The amount of global capital targeting commercial real estate is expected to jump in the next year, with the U.S. the biggest recipient, a new report says.
DTZ Research estimates $281 billion will be available for investment in commercial real estate purchases in 2011, a 22 percent increase from its earlier estimates. The U.S. is expected to see a 54 percent increase in activity, while Asia Pacific might see a 29 percent bump, the consultancy's latest report says. (Europe remains the largest target market.)
In the first half of 2010, global investment doubled from the first half of 2009, rising to $133 billion, DTZ found. Growth in Asia Pacific tripled, while European investment jumped 86 percent. But the U.S. was flat, with many lenders keeping undervalued property off the market.
"The current attractiveness of the U.S. is in stark contrast to the situation a year ago," said Nigel Almond, DTZ's associate director of forecasting and strategy, in a press release. "Most U.S. markets were cold, offering expected returns below risk adjusted required returns.
"This opportunity remains largely unexploited to date, since transaction volumes in the U.S. have not yet seen the levels witnessed in Europe and Asia Pacific."

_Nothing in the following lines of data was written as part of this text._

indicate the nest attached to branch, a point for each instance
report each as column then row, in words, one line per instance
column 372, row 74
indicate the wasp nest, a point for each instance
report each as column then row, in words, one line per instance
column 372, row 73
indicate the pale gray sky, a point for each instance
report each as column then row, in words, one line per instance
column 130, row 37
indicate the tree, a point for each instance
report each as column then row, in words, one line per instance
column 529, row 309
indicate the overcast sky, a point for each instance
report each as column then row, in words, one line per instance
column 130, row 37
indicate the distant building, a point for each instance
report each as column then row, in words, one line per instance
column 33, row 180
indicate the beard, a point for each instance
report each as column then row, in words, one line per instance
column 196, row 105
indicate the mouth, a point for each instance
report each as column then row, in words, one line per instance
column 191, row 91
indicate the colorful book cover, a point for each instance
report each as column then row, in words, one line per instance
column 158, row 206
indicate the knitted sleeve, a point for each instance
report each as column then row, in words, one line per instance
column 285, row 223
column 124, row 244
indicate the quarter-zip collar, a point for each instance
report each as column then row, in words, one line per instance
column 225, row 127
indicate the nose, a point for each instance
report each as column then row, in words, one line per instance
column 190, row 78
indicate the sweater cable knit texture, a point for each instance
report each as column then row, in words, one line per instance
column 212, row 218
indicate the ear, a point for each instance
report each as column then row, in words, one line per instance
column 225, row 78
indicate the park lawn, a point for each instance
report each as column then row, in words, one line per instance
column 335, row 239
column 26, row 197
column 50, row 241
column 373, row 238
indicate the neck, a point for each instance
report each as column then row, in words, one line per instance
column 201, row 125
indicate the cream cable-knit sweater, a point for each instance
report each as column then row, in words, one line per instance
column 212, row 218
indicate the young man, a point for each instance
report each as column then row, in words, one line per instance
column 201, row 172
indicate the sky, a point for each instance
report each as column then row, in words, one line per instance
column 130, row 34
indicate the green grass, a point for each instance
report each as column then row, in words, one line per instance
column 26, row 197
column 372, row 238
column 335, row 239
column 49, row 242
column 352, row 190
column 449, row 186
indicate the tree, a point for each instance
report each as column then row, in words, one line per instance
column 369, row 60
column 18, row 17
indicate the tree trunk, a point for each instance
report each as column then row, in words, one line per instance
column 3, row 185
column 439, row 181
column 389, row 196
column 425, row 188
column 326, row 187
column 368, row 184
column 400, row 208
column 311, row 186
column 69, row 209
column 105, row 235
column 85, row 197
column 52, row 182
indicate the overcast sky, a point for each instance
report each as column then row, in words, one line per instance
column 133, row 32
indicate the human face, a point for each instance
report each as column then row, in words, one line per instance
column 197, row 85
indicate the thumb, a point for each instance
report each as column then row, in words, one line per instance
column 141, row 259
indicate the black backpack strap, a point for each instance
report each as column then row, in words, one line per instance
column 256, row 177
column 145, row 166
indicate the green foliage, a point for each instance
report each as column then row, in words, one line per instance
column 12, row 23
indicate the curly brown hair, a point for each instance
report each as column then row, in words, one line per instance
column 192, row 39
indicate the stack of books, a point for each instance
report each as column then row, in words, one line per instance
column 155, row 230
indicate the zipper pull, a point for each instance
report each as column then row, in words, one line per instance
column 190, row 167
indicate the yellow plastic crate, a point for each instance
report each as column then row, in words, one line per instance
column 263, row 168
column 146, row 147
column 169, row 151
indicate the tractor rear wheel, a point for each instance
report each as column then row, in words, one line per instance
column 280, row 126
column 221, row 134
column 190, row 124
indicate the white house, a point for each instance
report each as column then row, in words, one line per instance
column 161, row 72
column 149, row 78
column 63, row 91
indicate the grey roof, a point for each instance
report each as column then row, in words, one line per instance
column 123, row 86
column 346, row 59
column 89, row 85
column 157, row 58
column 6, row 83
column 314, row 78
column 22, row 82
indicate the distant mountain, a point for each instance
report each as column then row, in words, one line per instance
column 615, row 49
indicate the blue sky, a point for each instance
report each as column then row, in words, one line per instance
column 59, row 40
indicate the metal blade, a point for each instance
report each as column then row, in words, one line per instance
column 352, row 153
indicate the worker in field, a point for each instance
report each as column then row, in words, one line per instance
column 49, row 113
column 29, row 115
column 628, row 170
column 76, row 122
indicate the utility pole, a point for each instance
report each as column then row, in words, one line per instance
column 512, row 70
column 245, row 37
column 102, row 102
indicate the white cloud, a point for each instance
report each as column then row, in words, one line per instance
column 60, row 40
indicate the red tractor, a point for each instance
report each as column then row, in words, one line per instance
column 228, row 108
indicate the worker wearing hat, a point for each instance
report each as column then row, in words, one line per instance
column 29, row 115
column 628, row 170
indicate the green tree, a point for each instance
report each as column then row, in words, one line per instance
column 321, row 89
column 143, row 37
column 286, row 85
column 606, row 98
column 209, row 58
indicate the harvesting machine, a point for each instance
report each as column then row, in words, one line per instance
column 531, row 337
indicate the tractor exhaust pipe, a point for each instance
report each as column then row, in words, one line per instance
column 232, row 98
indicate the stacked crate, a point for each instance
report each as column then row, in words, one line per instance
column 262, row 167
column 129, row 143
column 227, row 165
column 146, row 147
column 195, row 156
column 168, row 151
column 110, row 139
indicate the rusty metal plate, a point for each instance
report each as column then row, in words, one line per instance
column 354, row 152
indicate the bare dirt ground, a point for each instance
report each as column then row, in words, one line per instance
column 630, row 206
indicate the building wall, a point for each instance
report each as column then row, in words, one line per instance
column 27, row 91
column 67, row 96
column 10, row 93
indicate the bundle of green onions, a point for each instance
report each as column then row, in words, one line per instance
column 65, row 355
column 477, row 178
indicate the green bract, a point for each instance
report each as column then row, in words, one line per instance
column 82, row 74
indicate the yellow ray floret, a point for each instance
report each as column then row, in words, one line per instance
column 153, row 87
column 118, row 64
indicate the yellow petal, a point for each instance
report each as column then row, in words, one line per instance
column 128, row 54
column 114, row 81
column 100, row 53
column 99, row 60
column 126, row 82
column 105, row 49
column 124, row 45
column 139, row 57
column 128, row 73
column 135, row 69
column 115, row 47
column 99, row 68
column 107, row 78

Publically-listed companies, which have been sitting on the sidelines, are re-entering the market, accounting for 17 percent of transactions, compared to only 4 percent in 2009, the consultancy says.
The majority of investors are targeting multiple countries, although more are now focusing on single countries, the researchers. Of those aiming at single countries, 51 percent are focused on the U.S., the report says.